ARRÊT : REPUTE CONTRADICTOIRE
Prononcé publiquement le 19 mai 2026, par mise à disposition de l’arrêt au greffe de la cour, les parties ayant été préalablement avisées dans les conditions prévues à l’article 450 alinéa 2 du code de procédure civile ;
Signé par Monsieur GROZINGER, président, et par Mme DHOME, greffier, auquel la minute de la décision a été remise par le magistrat signataire.
FAITS ET PROCÉDURE
Monsieur [L] est décédé le [Date décès 2] 2015 à l’âge de 94 ans, laissant pour lui succéder :
' Ses deux filles, madame [B] [L] divorcée [F] et madame [Q] [L]';
' sa petite-fille, Madame [U] [F] épouse [K]';
— -ses arrière-petits-enfants, [I], [D], [N], [S], [P] et [T] [K]';
De son vivant, il avait souscrit un contrat d’assurance vie RES n°2967223/T120.001 suivant demande d’adhésion du 28 décembre 1989 auprès de la compagnie d’assurance [4] aux droits de laquelle est venue la compagnie d’assurance [5].

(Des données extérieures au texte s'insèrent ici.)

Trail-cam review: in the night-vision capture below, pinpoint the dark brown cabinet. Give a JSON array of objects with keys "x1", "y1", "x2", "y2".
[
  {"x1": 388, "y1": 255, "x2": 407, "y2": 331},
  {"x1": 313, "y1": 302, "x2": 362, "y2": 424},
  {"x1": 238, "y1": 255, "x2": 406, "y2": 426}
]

Selon demande d’adhésion modificative du 30 mars 2006, il a sollicité la transformation de son contrat d’origine en assurance-vie RES MULTISUPPORT à effet au 6 novembre 2007.

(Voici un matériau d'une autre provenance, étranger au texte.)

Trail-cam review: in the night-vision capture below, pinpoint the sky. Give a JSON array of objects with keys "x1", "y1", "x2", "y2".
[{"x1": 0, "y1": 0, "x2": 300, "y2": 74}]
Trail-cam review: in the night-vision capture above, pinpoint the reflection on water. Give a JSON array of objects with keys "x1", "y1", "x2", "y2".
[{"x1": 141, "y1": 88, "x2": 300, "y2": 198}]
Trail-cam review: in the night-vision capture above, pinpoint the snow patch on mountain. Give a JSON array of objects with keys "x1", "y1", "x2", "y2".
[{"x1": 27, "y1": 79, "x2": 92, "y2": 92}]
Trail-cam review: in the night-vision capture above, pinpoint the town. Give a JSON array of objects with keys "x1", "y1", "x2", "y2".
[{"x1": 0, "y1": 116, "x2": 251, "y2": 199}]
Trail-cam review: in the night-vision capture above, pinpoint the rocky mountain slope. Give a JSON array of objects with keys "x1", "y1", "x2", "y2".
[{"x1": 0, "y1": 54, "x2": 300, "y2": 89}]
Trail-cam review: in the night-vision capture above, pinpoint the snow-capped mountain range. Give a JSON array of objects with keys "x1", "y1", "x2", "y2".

Dans l’exécution du contrat, la clause bénéficiaire a été modifiée à plusieurs reprises, venant gratifier, en cas de décès, ses héritiers mais, également, des tiers.

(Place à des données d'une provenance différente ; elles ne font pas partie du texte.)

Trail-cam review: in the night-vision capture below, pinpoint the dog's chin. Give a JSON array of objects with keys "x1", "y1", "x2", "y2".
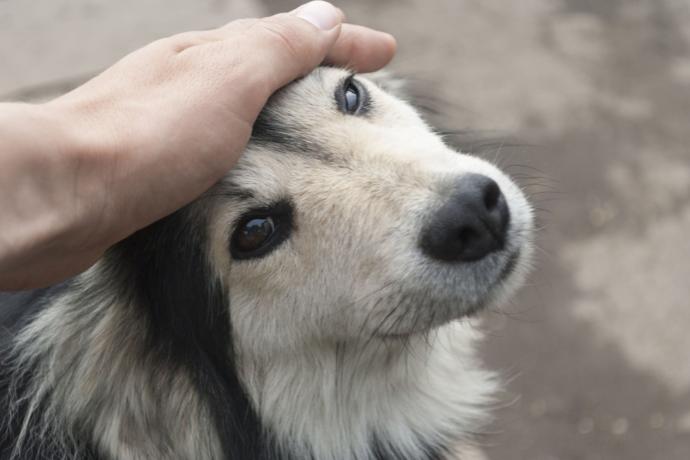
[{"x1": 373, "y1": 249, "x2": 522, "y2": 340}]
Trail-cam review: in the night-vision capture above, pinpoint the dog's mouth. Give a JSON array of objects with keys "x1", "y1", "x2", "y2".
[{"x1": 374, "y1": 249, "x2": 522, "y2": 339}]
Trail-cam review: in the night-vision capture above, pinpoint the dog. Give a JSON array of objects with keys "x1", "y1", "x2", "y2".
[{"x1": 0, "y1": 67, "x2": 533, "y2": 460}]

Plus particulièrement, le 28 octobre 2014, une modification de la clause bénéficiaire est intervenue au profit de madame [C] [V], son aide à domicile depuis avril 2014, qui s’est vue attribuer dans un premier temps une gratification à hauteur de 20 %, puis à hauteur de 15 % selon la dernière modification avant décès en date du [Date décès 3] 2015.
Le montant du capital décès constitué au jour du décès s’est élevé à 1'559'347 €.
Les capitaux du contrat d’assurance-vie ont ensuite été libérés directement au profit des bénéficiaires, à l’exception de la part revenant à madame [V], laquelle a été séquestrée conformément à l’exécution d’une ordonnance de référé du [Date décès 4] 2016 du président du tribunal de grande instance de Clermont-Ferrand saisi par la [1] en raison de l’opposition de la famille.
Par assignation du 30 septembre 2016, madame [B] [L], divorcée [F] et Madame [U] [F], épouse [K],' ont cité madame [Q] [A], Madame [X] [W] en qualité de mandataire spéciale de madame [Q] [A], la [1] et madame [C] [V] aux fins de voir, notamment, prononcer la nullité partielle de la clause bénéficiaire du [Date décès 3] 2015 cantonnée à la partie devant revenir à Madame [V] et de réintégrer ces sommes dans l’actif successoral.
Par jugement du 2 décembre 2019, le tribunal de grande instance de Clermont-Ferrand a notamment':
— débouté madame [B] [L] et Madame [U] [F], épouse [K] de leur demande';
— ordonné la libération des fonds séquestrés par monsieur le Bâtonnier de l’ordre des avocats de [Localité 10] selon l’ordonnance de référé du [Date décès 4] 2016, lequel devra s’en départir au profit de madame [V], dans un délai de 15 jours à compter du prononcé de la décision, lesdites sommes produisant intérêts au taux légal';
— débouté les parties de leurs demandes plus amples ou contraires';
Madame [B] [L] et Madame [U] [F], épouse [K],' ont interjeté appel par déclaration du 17 décembre 2019.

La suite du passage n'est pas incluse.